Oszuści działali przy pomocy wariacji na temat typowej metody “na policjanta”. Tym jednak razem główną rolę grał fałszywy członek rodziny – w tym wypadku kobieta podająca się za synową 70-latki. Przez telefon przekazała seniorce, że jej syn spowodował wypadek, w którym poszkodowana została mała dziewczynka i potrzebują pilnie pieniędzy aby “dojść do ugody”.
ZOBACZ TEŻ: Kielce. Astronomiczne mandaty za jazdę pod wpływem na hulajnodze elektrycznej
Wkrótce po rozmowie telefonicznej do drzwi seniorki zapukała nieznajoma kobieta, która oznajmiła, że przyjechała po odbiór pieniędzy. 70-latka przekazała jej aż 44 tys. złotych. Nieznajoma wsiadła do srebrnego auta, za kierownicą którego siedział mężczyzna i odjechała.
Dopiero po czasie do pokrzywdzonej dotarło, że została oszukana.

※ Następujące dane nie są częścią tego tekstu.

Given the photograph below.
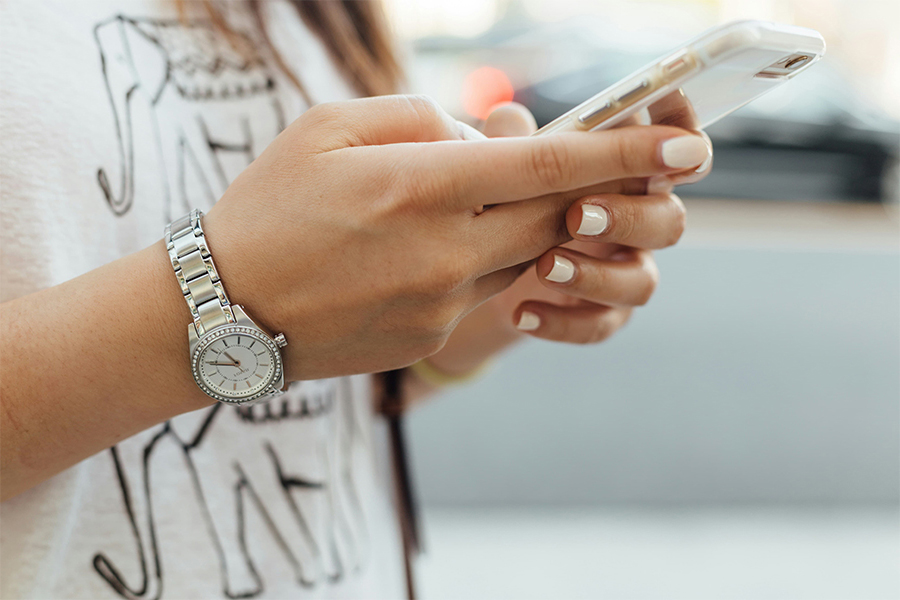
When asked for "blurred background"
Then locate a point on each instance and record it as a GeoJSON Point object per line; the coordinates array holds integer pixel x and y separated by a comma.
{"type": "Point", "coordinates": [741, 437]}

“Zwracamy się z apelem, zwłaszcza do osób młodych – informujmy naszych rodziców i dziadków o tym, że są osoby, które mogą chcieć wykorzystać ich życzliwość. Powiedzmy im, jak zachować się w sytuacji, kiedy ktoś zadzwoni do nich z prośbą o pożyczenie dużej ilości pieniędzy. Zwróćmy uwagę na zagrożenie osobom starszym, o których wiemy, że mieszkają samotnie.
Jeśli mamy jakiekolwiek wątpliwości co do intencji naszego rozmówcy należy o tym powiadomić najbliższą jednostkę Policji lub zadzwonić na numerem alarmowy 112.” – przypominają policjanci.